Take search warrants, for example. Under most circumstances, the Fourth Amendment requires police to get a warrant before they forcibly enter your home to search it. May police officers lie to the court to get that warrant or deliberately omit information that contradicts the evidence they offer? “No,” says the Supreme Court—that would violate your rights. But the violation only has a remedy if the lie is material—that is, if the warrant application, stripped of the lie or supplemented with the deceitfully omitted information, would no longer be enough to support probable cause. If you identify a lie that's immaterial, you're not even entitled to a hearing on whether it's a lie in the first place.
So when a defendant discovers that law enforcement agents have lied to get a warrant, a prosecutor has every incentive to argue that the lie didn't matter, that the evidence was strong enough without it to get the warrant. The prosecutor will be making this argument in the context of a search that produced incriminating evidence (the defendant wouldn't be making the argument if it didn't), which tends to bias judges towards upholding searches. After all, the judge thinks, “Wasn't the cop's suspicion proved right?” Moreover, probable cause—the proof necessary to support a warrant—is a very relaxed and inherently subjective standard, requiring only a "fair probability" that evidence will be found. The practical effect is that law enforcement can lie in warrant applications with relative impunity, and it's a prosecutorial duty to think of ways to explain how those lies are irrelevant.
Cognitive Dissonance
On the other hand, prosecutors are encouraged to think differently about lies by mere civilians. If federal agents lie about you to the court to get a search warrant, the question is whether the lie did actually make a difference. But if you lie to federal agents and you’re not Hillary Clinton or someone else with political power or influence, the standard is far less forgiving. The materiality of a false statement to the federal government is measured by whether it is the sort of statement that could hypothetically have influenced the government's decision-making, not whether it actually did. Thus, prosecutors are trained to treat defendants' wrongdoing harshly and government wrongdoing leniently.
Nearly every type of law enforcement misconduct presents a prosecutorial opportunity—an obligation—to argue that the misconduct doesn't matter. For instance, prosecutors are obligated to turn over exculpatory evidence.

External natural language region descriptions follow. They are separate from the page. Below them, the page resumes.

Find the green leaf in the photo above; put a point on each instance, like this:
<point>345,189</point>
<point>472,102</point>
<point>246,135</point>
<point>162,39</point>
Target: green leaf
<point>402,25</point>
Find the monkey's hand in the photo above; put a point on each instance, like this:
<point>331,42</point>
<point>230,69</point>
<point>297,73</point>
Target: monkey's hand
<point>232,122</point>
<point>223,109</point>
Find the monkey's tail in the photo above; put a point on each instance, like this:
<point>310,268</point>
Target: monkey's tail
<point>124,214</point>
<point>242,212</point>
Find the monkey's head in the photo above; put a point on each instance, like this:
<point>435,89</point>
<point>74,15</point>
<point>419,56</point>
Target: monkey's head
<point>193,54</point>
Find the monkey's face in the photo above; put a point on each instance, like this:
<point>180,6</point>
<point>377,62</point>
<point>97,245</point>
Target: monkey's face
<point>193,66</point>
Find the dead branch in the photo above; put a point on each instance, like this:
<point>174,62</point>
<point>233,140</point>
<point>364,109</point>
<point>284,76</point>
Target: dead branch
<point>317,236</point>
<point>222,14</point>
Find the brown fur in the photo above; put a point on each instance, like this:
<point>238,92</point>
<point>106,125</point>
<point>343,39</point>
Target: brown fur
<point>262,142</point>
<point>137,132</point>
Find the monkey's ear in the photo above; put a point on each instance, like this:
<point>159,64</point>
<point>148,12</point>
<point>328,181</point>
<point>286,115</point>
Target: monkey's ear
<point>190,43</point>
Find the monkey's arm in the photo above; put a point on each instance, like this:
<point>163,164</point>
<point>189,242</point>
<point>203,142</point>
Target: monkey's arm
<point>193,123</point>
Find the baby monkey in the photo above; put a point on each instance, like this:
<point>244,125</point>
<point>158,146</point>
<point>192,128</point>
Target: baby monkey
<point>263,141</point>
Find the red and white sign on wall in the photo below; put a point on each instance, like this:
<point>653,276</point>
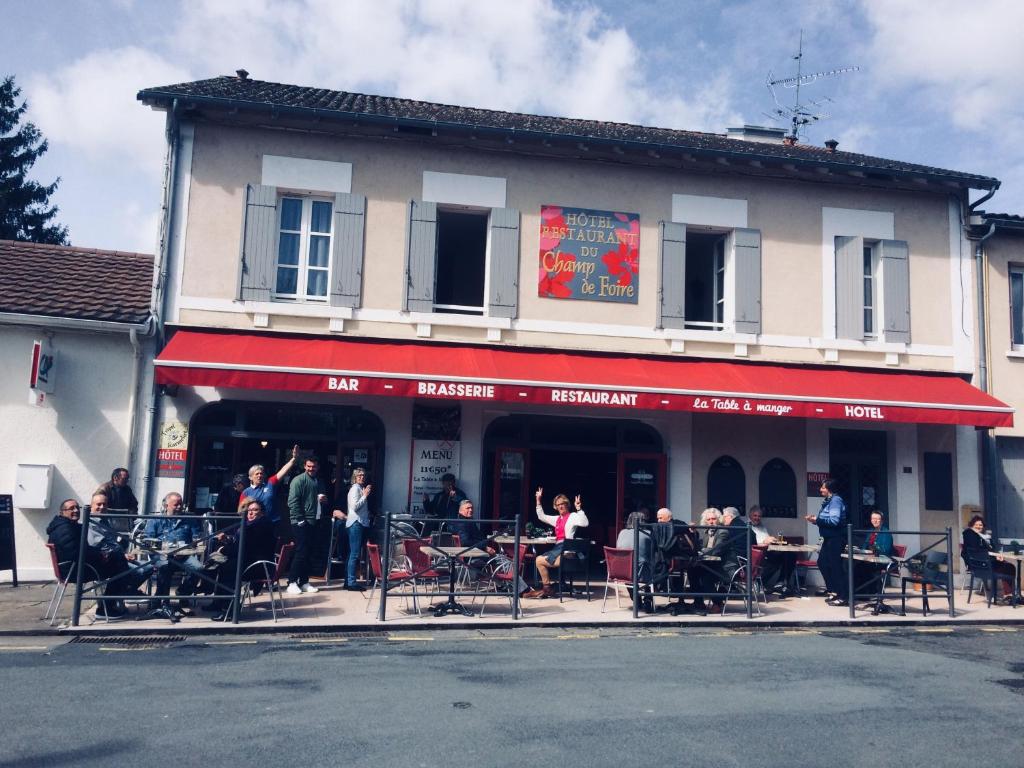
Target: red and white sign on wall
<point>172,456</point>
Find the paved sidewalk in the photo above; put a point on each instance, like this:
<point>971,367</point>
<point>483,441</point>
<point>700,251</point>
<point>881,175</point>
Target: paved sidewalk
<point>334,609</point>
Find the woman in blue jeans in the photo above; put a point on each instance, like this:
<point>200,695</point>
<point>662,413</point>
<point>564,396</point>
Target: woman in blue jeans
<point>357,522</point>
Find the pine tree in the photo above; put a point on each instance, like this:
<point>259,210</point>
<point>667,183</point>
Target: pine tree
<point>25,210</point>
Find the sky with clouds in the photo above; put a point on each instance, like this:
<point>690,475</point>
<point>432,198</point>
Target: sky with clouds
<point>938,81</point>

But when they don't, a defendant is only entitled to post–conviction relief when the failure is prejudicial—that is, when there is a "reasonable probability that, had the evidence been disclosed to the defense, the result of the proceeding would have been different." Prosecutors are therefore encouraged to view exculpatory evidence not as something that should be turned over categorically, but as something that should be turned over if the prosecutor thinks it will be important to keep any resulting conviction from being successfully appealed.
Sometimes that approach is even put in writing. In 2012 the American Civil Liberties Union sued the Los Angeles County District Attorney's Office over its "Special Directive 10-06," which encouraged deputy district attorneys to make their own assessment of whether exculpatory evidence was "material" and withhold it if they thought it wasn't. The Directive even categorically excused prosecutors from turning over some evidence—for instance, by maintaining that evidence of police misconduct need not be disclosed if it was still under investigation.

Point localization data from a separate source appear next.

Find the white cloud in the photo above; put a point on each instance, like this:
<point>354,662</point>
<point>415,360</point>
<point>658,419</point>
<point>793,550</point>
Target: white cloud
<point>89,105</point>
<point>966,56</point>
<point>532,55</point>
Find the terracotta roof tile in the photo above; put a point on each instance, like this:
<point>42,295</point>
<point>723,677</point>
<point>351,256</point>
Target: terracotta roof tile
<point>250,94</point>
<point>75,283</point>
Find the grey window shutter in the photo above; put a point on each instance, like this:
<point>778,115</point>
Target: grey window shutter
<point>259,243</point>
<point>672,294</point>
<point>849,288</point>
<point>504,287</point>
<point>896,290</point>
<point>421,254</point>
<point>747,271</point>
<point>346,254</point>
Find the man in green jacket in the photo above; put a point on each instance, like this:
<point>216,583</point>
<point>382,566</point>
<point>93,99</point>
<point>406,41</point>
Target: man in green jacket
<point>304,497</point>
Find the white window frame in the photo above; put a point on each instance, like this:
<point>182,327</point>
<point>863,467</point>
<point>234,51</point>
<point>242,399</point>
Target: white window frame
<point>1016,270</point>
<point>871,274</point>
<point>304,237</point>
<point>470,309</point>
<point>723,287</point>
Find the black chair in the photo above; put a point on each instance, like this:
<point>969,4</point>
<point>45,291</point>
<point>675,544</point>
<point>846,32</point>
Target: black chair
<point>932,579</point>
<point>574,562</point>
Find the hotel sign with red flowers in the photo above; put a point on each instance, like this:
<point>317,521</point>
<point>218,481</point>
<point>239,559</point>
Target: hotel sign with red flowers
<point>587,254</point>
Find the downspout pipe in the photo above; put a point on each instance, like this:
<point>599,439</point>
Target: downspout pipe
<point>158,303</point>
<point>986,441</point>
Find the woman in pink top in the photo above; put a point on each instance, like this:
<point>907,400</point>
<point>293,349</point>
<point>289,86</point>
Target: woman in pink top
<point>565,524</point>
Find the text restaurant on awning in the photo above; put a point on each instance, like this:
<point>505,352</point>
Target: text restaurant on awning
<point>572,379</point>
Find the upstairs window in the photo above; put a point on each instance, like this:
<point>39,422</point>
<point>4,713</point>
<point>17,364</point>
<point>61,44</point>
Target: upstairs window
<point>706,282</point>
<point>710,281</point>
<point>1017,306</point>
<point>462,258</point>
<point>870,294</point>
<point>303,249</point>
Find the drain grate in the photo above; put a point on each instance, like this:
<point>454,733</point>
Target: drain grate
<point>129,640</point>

This dismissive attitude towards rights continues on appeal. When prosecutors engage in misconduct, courts ask whether or not it was harmless—that is, whether "it is more probable than not that the prosecutor's conduct materially affected the fairness of the trial." Once again, the prosecutor's job encourages them to argue that their misconduct and the misconduct of their colleagues didn't matter, that is, it didn't impact the outcome.

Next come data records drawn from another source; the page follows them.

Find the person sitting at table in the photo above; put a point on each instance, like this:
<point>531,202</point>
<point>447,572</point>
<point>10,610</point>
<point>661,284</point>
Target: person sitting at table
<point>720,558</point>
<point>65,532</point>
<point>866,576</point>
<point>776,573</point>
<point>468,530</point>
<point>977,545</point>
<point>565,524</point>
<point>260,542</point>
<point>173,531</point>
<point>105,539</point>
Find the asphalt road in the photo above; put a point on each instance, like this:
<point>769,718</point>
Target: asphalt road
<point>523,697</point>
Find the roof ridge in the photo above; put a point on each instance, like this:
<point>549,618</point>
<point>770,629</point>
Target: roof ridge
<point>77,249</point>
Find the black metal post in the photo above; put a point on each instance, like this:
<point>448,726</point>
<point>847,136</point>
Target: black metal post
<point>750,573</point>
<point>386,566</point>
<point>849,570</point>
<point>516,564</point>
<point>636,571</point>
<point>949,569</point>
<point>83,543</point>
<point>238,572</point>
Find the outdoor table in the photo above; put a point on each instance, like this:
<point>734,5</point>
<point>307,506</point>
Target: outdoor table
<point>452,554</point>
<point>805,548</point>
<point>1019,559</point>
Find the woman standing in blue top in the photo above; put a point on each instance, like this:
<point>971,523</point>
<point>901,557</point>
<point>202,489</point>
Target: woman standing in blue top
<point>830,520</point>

The same reasoning taints prosecutors' approach to defense attorneys. Criminal defense attorneys are supposed to vindicate their clients' rights. But fighting for a client's constitutional rights takes time and energy and meticulous attention. Lucky defendants can pay for attorneys who can devote that time and energy. Most defendants aren't that lucky. They have to rely on a system of overburdened and underfunded public defenders who cannot possibly exercise the level of vigilance necessary to police the police in every client's case. So, they miss things. If an appellate lawyer discovers a violation of rights that the trial lawyer missed, that person must argue that the constitutional error was plain—that is, that the error affected the "fairness, integrity, or public reputation of judicial proceedings" that a "miscarriage of justice" would result unless the conviction is overturned. Prosecutors, on the other hand, must defend their convictions by arguing that any particular violation of rights wasn't "plain," that it didn't impact the fairness or integrity of the proceedings. In other words, they're duty-bound to argue that the violation of rights, if it occurred, didn't matter.
Of course, a defendant can challenge a conviction on the grounds that his or her attorney was ineffective in failing to recognize and challenge a violation of constitutional rights. That's common in habeas corpus motions. But showing ineffective assistance of counsel doesn't just require a demonstration that a lawyer's efforts fell below professional standards. A defendant must also show that the failure caused prejudice—that it was "so serious as to deprive the defendant of a fair trial, a trial whose result is reliable." So once again, a prosecutor responding to an ineffective assistance of counsel challenge to a conviction must assert that the unredressed violation of rights just didn't matter.
Lawyers shape arguments, and arguments inevitably shape lawyers. A persistent professional obligation to argue that violations of constitutional rights don't matter can't help but influence how prosecutors look at rights and treat them. So instead of serving as the rules of the game, the underlying assumptions about how a case should proceed, rights become something to be managed and minimized. They become merely rhetorical, figures of speech rather than principles.
The Lone Renegade
Culture has deep roots, but it can change. There's been a recent surge of attention paid to prosecutorial misconduct. Alex Kozinski, a maverick judge on the United States Court of Appeals for the Ninth Circuit, has sparked a judicial and academic movement to scrutinize prosecutors and impose previously rare consequences for their violations of defendants' rights. Judge Kozinksi and others like him have refused to accept the status quo of broad deference to prosecutors as the way the American criminal justice system ought to work. Some prosecutors—usually in progressive enclaves—have begun to talk openly about reforming their offices and taking methodical steps to respect defendants' rights. The America media, never before a reliable ally of defense attorneys, has begun to cover prosecutorial misconduct with the sort of tenacity it requires.
It’s great that more prosecutors are facing serious consequences for violating the rights of defendants. It’s necessary when jurists like Judge Kozinski names and shames them in the public record. It’s important to see the media view prosecutors as an institution requiring scrutiny rather than as a source for tips and quotes. These are positive developments.
But prosecutorial misconduct is a problem that won't get better because a few judges or a few reporters talk about it. It will require effort. It will require principled prosecutorial supervisors, people external to and uninfluenced by the system, to set an example and frame constitutional rights as the rules, not the obstacles. It will require American citizens to take civil rights seriously—to frame our views of them based on the Constitution and not based on a popular culture that scorns them. It may even require us to reevaluate how our legal system treats violations of rights and develop a doctrine more sophisticated than "no harm no foul." Culture permitted America to develop the notions of personal liberty and the rule of law in the first place. Culture redeemed can protect those notions again.